Channel Partner Program Agreement

Last updated March 26, 2020

Feedfeast offers Channel Partner the opportunity to use the Channel Partner Portal and participate in the Channel Partner program only ON THE CONDITION THAT Channel Partner agrees to BE BOUND BY the terms and conditions in the Feedfeast Channel Partner Program Agreement (“Agreement”). By PARTICIPATING IN THE CHANNEL PARTNER PROGRAM, Channel Partner acknowledges that it has read, understands and agrees to be bound by the Agreement.

  1. Definitions

    “Channel Partner” means the individual or company that Forcepoint acknowledges has a limited, non-exclusive right to market and resell Products, obtained from Forcepoint or an authorized Forcepoint distributor, in the Territory, directly to End Users.

    “End User” means the ultimate user of the Products.

    “Feedfeast” means an App developed by Webphoros a software development company powered by Nikiphoros registered in Bramhapuri Maharashtra, as a part of SocialContribution during Covid-19 Lockdown. It is developed to maintain the record of Beneficiaries families to whom free ration has been distributed. So that, there should not be any re-distribution by any other group of NGO members in the same home.so it should benefited the real beneficiaries. Many actively working NGOs are distributing free Ration through this Feedfeast App.

    “Products” means Hardware, Subscription to the Software, Subscription to SaaS, and the right to receive Database Updates, Software Upgrades, together with applicable documentation and media, and packaged service offerings, made available by Forcepoint and purchased pursuant to an Order.

  2. Resale Rights
    Subject to the terms and conditions of this Agreement, Feedfeast grants Channel Partner the non-exclusive right to market and resell Products.
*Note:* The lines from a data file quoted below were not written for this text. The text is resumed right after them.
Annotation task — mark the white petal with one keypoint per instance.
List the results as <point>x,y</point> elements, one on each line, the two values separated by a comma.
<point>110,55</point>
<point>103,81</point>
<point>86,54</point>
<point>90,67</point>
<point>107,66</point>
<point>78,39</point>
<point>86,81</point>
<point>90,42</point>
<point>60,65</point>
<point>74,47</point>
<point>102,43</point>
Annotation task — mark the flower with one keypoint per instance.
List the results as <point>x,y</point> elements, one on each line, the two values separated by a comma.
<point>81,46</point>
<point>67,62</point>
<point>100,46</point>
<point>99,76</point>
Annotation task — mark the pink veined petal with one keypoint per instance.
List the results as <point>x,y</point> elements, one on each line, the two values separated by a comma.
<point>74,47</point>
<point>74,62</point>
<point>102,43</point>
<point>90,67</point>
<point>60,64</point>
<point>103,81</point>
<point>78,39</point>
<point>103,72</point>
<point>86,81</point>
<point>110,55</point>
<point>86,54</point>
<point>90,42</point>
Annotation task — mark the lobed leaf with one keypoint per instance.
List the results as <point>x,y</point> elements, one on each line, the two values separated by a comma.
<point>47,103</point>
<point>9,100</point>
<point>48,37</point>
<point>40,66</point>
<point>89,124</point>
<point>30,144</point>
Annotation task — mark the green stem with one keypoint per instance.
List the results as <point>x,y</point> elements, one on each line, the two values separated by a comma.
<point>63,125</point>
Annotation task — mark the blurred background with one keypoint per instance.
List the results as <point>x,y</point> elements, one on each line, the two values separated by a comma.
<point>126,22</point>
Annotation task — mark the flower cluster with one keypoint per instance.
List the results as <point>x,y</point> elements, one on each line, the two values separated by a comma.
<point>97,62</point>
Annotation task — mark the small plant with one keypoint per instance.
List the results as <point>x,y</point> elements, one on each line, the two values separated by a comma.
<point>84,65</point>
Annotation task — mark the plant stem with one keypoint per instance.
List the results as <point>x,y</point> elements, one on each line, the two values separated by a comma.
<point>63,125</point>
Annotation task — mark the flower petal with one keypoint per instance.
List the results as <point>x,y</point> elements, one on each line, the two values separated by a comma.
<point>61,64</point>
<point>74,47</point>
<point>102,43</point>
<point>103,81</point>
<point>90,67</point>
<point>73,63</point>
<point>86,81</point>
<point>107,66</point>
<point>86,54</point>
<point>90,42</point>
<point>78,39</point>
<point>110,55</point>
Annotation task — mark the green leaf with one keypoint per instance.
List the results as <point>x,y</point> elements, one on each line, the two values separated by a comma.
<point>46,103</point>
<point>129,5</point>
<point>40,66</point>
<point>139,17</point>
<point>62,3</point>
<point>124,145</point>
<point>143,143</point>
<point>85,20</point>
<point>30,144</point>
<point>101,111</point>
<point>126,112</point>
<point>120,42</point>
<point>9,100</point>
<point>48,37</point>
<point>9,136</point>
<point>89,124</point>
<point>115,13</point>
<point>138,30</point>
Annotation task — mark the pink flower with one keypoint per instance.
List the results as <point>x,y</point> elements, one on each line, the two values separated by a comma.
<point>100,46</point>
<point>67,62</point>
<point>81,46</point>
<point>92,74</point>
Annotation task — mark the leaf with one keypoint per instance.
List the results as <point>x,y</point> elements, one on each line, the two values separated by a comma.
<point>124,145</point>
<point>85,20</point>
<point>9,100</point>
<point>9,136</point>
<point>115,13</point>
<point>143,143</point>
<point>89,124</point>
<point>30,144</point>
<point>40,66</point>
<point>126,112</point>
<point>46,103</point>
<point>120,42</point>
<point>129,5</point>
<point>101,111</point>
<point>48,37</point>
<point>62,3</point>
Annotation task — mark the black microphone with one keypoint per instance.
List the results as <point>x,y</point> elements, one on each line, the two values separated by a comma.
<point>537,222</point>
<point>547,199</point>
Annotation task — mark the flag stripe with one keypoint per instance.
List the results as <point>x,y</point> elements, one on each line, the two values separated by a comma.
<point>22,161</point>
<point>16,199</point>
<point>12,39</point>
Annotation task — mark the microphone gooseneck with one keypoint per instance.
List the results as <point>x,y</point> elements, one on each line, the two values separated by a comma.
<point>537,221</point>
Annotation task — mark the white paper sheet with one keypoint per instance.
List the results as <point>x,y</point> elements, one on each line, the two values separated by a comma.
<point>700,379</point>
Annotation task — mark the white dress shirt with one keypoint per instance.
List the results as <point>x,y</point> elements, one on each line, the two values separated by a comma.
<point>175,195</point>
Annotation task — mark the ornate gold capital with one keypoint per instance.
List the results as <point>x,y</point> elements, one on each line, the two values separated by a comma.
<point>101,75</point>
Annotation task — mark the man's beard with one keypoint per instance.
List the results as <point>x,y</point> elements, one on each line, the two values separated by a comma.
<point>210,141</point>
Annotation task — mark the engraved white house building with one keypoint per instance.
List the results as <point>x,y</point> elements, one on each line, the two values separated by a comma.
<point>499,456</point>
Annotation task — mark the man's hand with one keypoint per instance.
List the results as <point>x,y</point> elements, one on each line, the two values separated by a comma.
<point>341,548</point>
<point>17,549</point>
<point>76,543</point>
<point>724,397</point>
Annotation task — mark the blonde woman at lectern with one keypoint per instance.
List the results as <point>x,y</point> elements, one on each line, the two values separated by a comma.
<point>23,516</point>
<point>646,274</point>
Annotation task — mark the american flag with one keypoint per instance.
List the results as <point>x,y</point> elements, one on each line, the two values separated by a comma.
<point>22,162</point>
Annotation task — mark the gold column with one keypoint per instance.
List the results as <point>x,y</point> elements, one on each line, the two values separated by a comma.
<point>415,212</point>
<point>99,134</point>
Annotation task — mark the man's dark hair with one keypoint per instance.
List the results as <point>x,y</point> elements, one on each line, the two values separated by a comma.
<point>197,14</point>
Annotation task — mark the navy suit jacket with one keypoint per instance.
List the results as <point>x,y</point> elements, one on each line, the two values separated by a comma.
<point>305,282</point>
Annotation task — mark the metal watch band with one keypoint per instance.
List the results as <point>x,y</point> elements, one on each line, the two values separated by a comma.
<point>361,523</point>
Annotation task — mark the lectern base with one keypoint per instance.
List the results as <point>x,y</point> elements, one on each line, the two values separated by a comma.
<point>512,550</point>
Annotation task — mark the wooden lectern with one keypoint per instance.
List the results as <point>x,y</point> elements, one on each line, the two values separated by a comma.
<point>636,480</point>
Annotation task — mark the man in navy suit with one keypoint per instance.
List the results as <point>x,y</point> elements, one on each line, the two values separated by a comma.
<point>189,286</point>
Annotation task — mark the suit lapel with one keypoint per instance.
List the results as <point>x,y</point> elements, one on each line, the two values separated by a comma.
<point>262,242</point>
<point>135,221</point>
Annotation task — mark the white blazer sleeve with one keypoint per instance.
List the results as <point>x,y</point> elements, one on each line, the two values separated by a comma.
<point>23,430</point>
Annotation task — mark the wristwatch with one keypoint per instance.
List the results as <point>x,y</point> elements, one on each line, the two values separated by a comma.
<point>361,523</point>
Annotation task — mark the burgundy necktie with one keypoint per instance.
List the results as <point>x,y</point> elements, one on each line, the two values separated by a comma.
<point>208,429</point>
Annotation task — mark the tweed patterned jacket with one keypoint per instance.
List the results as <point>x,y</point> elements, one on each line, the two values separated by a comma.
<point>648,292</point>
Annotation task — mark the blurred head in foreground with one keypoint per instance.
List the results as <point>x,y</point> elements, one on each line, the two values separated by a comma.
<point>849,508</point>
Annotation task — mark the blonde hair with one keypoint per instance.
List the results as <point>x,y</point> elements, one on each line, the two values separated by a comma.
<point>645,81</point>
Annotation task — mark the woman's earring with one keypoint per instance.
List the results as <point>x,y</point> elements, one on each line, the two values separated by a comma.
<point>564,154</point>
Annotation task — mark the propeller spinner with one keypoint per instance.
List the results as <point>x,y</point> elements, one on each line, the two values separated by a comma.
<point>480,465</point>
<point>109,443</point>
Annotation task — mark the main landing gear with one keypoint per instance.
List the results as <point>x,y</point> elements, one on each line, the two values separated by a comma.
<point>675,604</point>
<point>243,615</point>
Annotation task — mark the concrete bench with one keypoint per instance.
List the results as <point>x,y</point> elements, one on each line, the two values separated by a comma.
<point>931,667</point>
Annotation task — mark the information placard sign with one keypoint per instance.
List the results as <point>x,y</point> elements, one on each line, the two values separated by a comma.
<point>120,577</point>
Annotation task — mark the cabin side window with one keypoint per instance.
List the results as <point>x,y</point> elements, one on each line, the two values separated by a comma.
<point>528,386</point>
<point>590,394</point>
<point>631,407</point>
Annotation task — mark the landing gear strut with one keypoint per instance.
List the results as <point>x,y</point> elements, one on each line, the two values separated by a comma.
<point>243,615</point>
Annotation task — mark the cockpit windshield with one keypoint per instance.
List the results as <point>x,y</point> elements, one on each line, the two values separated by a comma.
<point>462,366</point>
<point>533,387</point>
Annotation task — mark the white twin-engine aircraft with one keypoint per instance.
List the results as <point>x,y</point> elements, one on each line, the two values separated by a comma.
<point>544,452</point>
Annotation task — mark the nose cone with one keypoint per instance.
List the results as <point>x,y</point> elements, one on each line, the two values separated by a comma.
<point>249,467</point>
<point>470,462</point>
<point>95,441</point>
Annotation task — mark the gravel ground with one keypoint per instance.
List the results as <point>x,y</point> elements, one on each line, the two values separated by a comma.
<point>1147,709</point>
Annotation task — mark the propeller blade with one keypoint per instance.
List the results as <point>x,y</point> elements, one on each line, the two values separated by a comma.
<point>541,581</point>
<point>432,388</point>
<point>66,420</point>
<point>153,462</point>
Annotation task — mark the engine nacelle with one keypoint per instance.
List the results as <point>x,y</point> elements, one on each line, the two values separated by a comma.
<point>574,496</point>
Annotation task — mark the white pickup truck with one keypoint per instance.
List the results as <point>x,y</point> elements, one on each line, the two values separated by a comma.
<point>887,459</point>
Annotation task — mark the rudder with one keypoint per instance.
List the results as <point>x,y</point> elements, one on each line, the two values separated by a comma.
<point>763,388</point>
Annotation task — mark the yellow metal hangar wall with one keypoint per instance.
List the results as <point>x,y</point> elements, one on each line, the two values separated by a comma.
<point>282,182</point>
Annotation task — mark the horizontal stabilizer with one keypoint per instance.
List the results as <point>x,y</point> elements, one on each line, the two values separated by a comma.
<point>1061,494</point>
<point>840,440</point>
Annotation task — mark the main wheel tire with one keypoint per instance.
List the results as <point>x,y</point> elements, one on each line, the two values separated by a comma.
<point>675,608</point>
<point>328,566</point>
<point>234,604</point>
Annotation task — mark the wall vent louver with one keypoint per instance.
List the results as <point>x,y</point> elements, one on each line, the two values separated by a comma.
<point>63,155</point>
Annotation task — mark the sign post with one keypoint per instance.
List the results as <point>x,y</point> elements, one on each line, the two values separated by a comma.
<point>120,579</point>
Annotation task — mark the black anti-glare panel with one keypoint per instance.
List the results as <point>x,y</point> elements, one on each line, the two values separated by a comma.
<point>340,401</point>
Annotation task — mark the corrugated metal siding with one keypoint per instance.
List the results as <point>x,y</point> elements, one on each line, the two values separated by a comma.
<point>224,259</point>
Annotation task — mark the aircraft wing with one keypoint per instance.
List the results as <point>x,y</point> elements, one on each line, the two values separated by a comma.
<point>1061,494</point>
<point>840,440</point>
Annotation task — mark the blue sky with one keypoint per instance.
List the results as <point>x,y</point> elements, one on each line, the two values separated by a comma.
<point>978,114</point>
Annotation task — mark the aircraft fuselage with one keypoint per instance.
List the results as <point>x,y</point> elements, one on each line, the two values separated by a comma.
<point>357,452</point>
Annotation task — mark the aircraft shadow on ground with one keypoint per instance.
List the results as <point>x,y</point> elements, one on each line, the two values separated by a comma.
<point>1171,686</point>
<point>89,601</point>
The Products must be obtained by Channel Partner from an authorized Feedfeast distributor, or upon approval by Feedfeast directly from Feedfeast.
     
  3. Channel Partner Obligations
    Channel Partner may not resell the Products to End Users without permission. Channel Partners will not sublicense the Products, and the then-current Privacy Policy set forth at Privacy Policy.
     
  4. Proprietary Rights
    The Products and all related intellectual property rights are the exclusive property of Feedfeast or its licensors. All right, title, and interest in and to the Products, any modifications, translations, or derivatives thereof, even if unauthorized, and all applicable rights in patents, copyrights, trade secrets, trademarks, and all intellectual property rights in the Products remain exclusively with Feedfeast or its licensors. The Products are valuable, proprietary, and unique, and Channel Partner agrees to be bound by and observe the proprietary nature of the Products. All rights not granted to Channel Partner in this Agreement are reserved to Feedfeast. No ownership of the Products passes to Channel Partner. Feedfeast may make changes to the Products at any time without notice. Except as otherwise expressly provided, Feedfeast grants no express or implied right under Feedfeast patents, copyrights, trademarks, or other intellectual property rights.

  5. Term and Termination
    This Agreement may be terminated immediately by written notice from Feedfeast in the case of any material breach by Channel Partner or Channel Partner being declared insolvent or bankrupt. Feedfeast and Channel Partners are independent contractors. No agency or franchisee relationship between Channel Partner and Feedfeast is created by this Agreement. Neither party shall have any right or authority to act on behalf of the other or represent that it has such right or authority.